NOCATEE, Florida — Florida families will be able to enroll their newborns this summer in a state-backed program that screens for hundreds of rare genetic conditions before any symptoms appear, according to Florida State University, which is coordinating the effort.
The initiative, called Sunshine Genetics, is run by the Florida Institute for Pediatric Rare Diseases at FSU's College of Medicine. The institute was named the lead organization under the Sunshine Genetics Act, a 2025 law that created a state-run structure for sequencing infants' DNA at birth and paid for a pilot program.
Families who take part will not face an additional blood draw. The program relies on the same heel-stick blood spot the state already gathers for routine newborn testing, according to the university. Once parents enroll, that sample is sequenced to look for disease-causing variants in roughly 900 genes tied to treatable childhood disorders. Florida's standard newborn panel currently checks for 63 conditions.
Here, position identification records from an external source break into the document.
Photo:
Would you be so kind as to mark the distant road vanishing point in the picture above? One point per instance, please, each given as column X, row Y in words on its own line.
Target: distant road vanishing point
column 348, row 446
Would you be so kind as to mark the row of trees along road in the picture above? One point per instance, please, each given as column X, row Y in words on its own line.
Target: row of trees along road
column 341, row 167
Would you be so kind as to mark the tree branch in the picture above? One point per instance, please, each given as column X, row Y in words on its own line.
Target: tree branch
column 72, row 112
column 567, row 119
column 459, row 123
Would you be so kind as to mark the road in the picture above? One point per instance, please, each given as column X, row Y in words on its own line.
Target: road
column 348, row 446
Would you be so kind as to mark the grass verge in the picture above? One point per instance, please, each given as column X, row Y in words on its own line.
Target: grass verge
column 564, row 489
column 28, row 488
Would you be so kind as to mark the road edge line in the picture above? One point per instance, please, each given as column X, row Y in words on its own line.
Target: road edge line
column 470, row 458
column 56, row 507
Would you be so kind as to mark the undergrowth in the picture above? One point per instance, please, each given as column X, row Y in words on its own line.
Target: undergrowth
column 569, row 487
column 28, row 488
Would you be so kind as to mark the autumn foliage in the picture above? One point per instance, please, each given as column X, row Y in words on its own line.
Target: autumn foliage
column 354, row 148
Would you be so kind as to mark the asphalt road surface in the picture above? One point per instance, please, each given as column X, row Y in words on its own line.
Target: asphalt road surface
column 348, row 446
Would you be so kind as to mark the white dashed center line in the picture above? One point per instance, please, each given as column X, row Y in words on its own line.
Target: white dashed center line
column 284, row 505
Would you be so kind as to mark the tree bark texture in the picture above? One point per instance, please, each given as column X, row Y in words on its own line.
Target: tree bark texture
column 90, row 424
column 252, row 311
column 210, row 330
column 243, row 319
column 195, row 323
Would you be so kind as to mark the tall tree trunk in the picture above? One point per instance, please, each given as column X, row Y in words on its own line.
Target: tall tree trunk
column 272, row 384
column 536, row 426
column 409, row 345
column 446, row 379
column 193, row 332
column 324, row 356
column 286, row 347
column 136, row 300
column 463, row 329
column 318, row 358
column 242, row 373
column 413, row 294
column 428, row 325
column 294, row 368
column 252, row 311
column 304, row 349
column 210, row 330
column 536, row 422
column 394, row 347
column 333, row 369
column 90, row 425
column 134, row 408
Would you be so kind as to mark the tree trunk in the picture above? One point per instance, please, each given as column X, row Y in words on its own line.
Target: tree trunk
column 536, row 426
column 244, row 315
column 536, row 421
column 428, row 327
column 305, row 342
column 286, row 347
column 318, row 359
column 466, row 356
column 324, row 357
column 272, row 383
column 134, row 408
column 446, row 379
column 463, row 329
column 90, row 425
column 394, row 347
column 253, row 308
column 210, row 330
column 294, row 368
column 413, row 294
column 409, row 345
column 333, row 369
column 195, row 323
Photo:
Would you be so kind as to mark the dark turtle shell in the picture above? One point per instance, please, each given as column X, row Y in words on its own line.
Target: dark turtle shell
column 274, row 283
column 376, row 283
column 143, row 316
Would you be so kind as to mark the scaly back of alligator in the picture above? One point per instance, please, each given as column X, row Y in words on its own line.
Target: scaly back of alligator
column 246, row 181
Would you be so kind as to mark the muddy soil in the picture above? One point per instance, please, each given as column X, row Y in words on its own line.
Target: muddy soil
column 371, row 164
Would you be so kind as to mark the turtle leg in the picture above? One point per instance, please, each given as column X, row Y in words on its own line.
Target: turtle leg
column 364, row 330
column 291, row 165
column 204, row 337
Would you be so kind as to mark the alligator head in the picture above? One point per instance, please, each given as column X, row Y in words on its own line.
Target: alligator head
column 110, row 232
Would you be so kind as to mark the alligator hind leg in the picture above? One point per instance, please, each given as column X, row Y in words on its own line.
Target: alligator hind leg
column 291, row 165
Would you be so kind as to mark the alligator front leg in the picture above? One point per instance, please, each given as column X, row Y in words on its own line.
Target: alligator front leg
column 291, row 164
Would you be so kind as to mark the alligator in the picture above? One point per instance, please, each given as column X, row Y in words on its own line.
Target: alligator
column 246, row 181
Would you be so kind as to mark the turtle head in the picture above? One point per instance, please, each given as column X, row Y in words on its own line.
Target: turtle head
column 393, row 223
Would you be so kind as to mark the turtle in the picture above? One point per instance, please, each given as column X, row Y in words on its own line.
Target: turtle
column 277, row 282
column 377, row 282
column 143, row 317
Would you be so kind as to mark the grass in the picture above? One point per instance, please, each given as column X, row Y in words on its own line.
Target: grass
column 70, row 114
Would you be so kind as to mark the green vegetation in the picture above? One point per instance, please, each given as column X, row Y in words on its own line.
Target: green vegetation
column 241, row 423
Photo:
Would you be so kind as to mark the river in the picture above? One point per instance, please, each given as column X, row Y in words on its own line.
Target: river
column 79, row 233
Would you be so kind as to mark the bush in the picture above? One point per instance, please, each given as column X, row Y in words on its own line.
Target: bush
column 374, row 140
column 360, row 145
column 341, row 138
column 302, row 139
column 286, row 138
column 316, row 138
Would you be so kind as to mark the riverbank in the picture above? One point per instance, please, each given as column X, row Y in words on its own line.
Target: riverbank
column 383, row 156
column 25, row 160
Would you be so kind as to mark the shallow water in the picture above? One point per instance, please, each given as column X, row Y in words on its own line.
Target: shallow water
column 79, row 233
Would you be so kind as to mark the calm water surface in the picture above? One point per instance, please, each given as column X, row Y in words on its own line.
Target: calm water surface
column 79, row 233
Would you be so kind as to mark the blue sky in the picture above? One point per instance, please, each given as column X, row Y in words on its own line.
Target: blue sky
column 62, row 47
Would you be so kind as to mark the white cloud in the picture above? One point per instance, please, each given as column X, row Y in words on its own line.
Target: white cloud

State Rep. Adam Anderson, a Republican from Palm Harbor and an FSU graduate who sponsored the law after his son Andrew died of Tay-Sachs disease, said the aim is to spare other families a long wait for a diagnosis.
My hope is that families will get the answers that they need and that babies born today won’t have to live that same nightmare of that diagnostic odyssey that I did and that so many families around the country do every day.